22nd July 2014 | International Solidarity Movement, Nablus team | Balata, Occupied Palestine

The Abu Leel family are refugees, who fled from Haifa to Balata refugee camp in Nablus in 1948.

Asma Alshmeer gave birth to 10 healthy children, five of whom have been killed by the Israeli military.  The first was killed when he was a child during the first intifada. A soldier came to the family home and knocked on the door.  When the family did not open the door, he threw a tear gas grenade inside the house, and child died from gas suffocation.  The second son was killed during the second intifada.  A soldier stopped his car and ordered him to pick up a stone.  When he bent down to pick it up, the soldier executed him.  The third son was killed by an Israeli rocket attack during the second intifada when he was praying in the souq (market) during a protest in support of Palestinian prisoners. Asma was unable to fully speak about the last two stories, due to devastating pain of the loss.
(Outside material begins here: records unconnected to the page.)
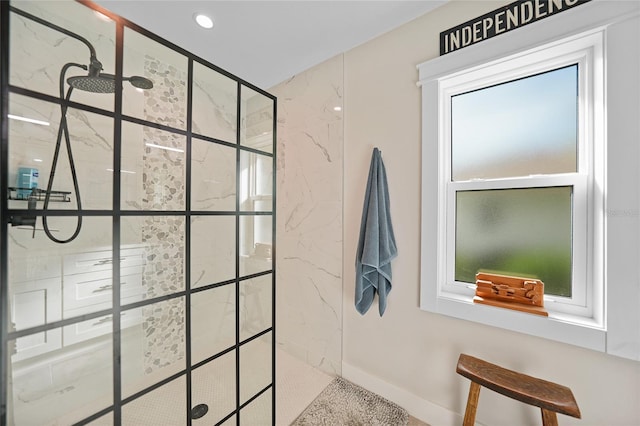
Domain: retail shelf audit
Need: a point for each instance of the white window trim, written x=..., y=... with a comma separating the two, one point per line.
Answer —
x=592, y=331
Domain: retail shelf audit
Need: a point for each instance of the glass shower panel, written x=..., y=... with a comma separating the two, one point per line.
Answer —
x=213, y=176
x=213, y=321
x=214, y=384
x=42, y=71
x=166, y=102
x=259, y=411
x=153, y=345
x=47, y=280
x=256, y=182
x=32, y=145
x=152, y=257
x=62, y=386
x=165, y=406
x=213, y=249
x=255, y=244
x=256, y=302
x=255, y=366
x=153, y=169
x=257, y=120
x=215, y=105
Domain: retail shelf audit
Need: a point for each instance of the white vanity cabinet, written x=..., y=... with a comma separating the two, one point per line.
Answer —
x=48, y=289
x=88, y=287
x=33, y=303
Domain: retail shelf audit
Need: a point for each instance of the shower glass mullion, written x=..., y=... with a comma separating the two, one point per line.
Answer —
x=117, y=186
x=187, y=313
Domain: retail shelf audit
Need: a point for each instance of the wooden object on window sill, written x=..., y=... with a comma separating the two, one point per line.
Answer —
x=551, y=397
x=520, y=294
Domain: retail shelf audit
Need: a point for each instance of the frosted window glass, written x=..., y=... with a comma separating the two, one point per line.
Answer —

Of the remaining five children, four have spent considerable time in prison; one for two years, three of them for five and a half years and the last one is still in prison serving a life sentence. This story is a typical experience of Palestinian refugees living in Palestine. Almost every family living in the refugee camps has had family members killed, imprisoned or badly injured by soldiers, and many have had their homes damaged or destroyed.

There are many refugee camps both inside and outside of Palestine. The refugee camps were built following the Nakba (catastrophe) in 1948 when Palestinians were forced from their homes. In the beginning all the refugee camps were build in small areas made of tents as people initially believed this to be a temporary situation.  However, as time progressed, the number of refugees living in the camps has only increased, particularly following the 1967 war and Israel’s subsequent occupation of the West Bank and Gaza. Due to land confiscation and the oppression of the occupation, more and more Palestinians have been forced into the camps, which have been ill prepared to deal with this influx.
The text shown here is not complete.